Privacy International issued a “study” over the weekend which analyzed the privacy risks, policies and culture of leading websites and singled out Google as the worst offender. Many people have already weighed in on this issue, notably Danny Sulivan with Maybe It’s Privacy International’s Report That Sucks and Matt Cutts with Privacy International Loses All Credibility. Today, Google responded to the EU working group on privacy. These posts generated hundreds of comments, including a couple by yours truly.
The issues surrounding privacy are both emotional and complicated. It is hard to imagine any scenario in the digital age that will put the genie back in the bottle Every purchase you make on a credit card is reported, recorded, parsed and resold by companies like http://www.acxiom.com/ as consumer profiles. Every opinion you ever post on a forum, blog or MySpace page is permanently cached somewhere. Every search, email, text message and IM has been entered in your permanent record.
Despite these facts, search is more personal and intimate than a purchase or a rant on a blog. Search reflects our innermost thoughts, dreams and fears and contains content as well as context. Search contains thoughts we would never put in an email or send in a message to our closest friends. While it is easy to associate our concerns about search privacy with the search engines and thus launch a highly public tirade at Google (or Yahoo, MSN and Ask), the problem of privacy and search goes well beyond the engines. As Matt Cutts and others have pointed out, the greatest threat to an individual’s privacy may be their ISP.

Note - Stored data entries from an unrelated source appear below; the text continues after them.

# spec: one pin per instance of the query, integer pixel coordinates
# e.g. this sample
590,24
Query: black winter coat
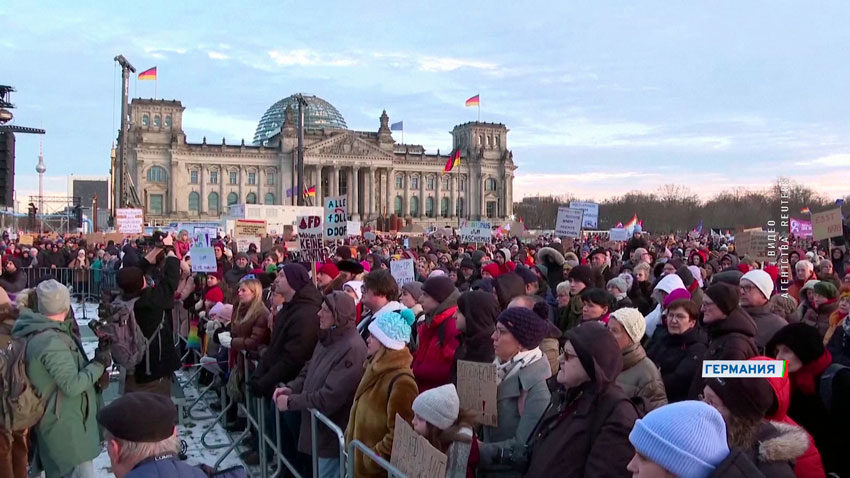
294,336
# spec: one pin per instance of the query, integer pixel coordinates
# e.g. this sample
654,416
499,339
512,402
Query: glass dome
319,114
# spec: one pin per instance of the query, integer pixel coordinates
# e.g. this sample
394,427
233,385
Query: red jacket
432,363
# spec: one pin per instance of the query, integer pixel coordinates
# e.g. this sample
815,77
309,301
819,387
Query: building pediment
347,145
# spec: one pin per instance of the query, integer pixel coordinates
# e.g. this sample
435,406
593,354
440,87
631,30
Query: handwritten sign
413,455
310,238
475,231
568,223
477,390
826,224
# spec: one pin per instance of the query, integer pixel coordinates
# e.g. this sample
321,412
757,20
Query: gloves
224,338
102,355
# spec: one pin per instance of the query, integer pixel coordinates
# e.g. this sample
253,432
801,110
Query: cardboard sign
336,217
310,238
403,271
129,221
826,224
590,218
203,259
413,455
477,390
618,234
249,228
568,223
475,231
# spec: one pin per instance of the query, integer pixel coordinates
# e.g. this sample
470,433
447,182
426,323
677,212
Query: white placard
129,221
590,219
618,234
568,223
336,217
403,271
475,231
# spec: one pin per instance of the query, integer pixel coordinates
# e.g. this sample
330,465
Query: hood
508,286
480,310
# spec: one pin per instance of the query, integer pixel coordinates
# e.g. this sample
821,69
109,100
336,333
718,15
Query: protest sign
336,217
477,388
826,224
475,231
801,228
310,238
403,271
413,455
249,228
618,234
568,223
590,216
129,221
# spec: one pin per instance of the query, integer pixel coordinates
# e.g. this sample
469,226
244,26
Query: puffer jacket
641,379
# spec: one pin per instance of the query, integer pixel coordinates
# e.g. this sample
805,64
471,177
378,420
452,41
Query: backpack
21,406
127,344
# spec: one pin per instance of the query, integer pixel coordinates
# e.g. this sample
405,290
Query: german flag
149,74
454,161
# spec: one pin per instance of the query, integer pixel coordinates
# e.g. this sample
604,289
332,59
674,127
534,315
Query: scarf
516,363
804,379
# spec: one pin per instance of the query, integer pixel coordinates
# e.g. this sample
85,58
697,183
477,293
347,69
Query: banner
336,217
801,228
568,223
590,218
826,224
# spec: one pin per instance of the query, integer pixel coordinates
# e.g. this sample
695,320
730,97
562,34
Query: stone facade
176,180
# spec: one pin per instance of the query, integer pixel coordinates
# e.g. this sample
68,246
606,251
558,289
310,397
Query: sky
601,98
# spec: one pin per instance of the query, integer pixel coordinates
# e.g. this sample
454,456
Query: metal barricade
392,471
316,416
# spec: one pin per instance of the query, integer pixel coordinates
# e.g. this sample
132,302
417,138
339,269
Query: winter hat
329,269
131,279
632,321
526,326
439,288
761,280
826,289
666,436
414,289
803,339
746,397
53,298
296,275
438,406
725,296
620,284
391,329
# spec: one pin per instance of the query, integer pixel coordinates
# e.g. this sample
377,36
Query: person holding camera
152,310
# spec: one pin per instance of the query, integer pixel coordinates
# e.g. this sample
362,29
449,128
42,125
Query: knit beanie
803,339
391,329
725,296
526,326
666,436
632,321
761,280
748,397
826,289
438,288
296,275
438,406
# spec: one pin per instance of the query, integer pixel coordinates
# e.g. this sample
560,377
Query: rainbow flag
149,74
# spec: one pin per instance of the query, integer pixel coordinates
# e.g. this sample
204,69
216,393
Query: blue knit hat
685,438
391,329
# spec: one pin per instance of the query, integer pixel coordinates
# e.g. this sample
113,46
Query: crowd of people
598,351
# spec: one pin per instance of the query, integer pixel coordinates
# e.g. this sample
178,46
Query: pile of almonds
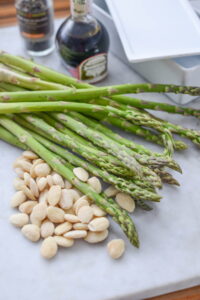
50,208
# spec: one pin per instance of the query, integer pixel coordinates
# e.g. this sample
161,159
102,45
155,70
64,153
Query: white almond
98,224
50,180
80,226
18,183
85,214
19,220
42,170
41,183
32,171
31,232
83,201
54,195
57,180
27,206
43,196
97,211
19,172
95,183
33,187
116,248
29,155
63,228
66,201
68,184
71,218
111,191
27,178
81,173
40,211
55,214
47,228
125,201
23,164
49,247
18,198
76,234
28,193
96,237
63,242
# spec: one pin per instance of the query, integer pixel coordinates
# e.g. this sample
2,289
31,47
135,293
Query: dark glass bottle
35,19
83,43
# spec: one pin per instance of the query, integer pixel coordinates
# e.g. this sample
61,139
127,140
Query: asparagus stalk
152,180
136,129
50,75
33,83
108,205
142,154
94,155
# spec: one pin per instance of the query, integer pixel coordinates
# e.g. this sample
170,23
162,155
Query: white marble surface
167,260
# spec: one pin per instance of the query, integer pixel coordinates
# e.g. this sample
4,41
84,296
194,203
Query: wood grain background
8,17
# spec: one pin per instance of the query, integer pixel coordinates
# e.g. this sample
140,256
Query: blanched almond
33,187
18,183
29,154
23,164
97,211
71,218
49,247
27,206
27,178
83,201
18,198
19,220
41,183
96,237
116,248
63,228
47,228
63,242
68,184
55,214
111,191
50,180
95,183
54,195
85,214
76,234
57,180
43,196
80,226
81,173
28,193
125,201
98,224
31,232
42,170
40,211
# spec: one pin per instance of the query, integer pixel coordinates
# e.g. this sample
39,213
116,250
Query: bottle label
80,7
94,68
34,25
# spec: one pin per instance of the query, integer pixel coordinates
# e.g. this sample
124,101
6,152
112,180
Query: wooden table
8,17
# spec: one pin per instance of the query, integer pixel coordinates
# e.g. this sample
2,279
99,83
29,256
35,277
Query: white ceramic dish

So, here is our modest proposal for the first step to the privacy issue:
We call upon all of the search engines to default to (or at least ALLOW) encryption for searchers via SSL to prevent third parties from intercepting our searches. A quick check showed that none of the major engines allow users to access their pages via https: Ask and MSN return a 404 and Google and Yahoo redirect to http.
Default to search in the secure mode (https) so at least the content of our query is protected from all of the intermediate players and the full responsibility for protecting them is on the engines. It isn’t a solution, but it is a good first step!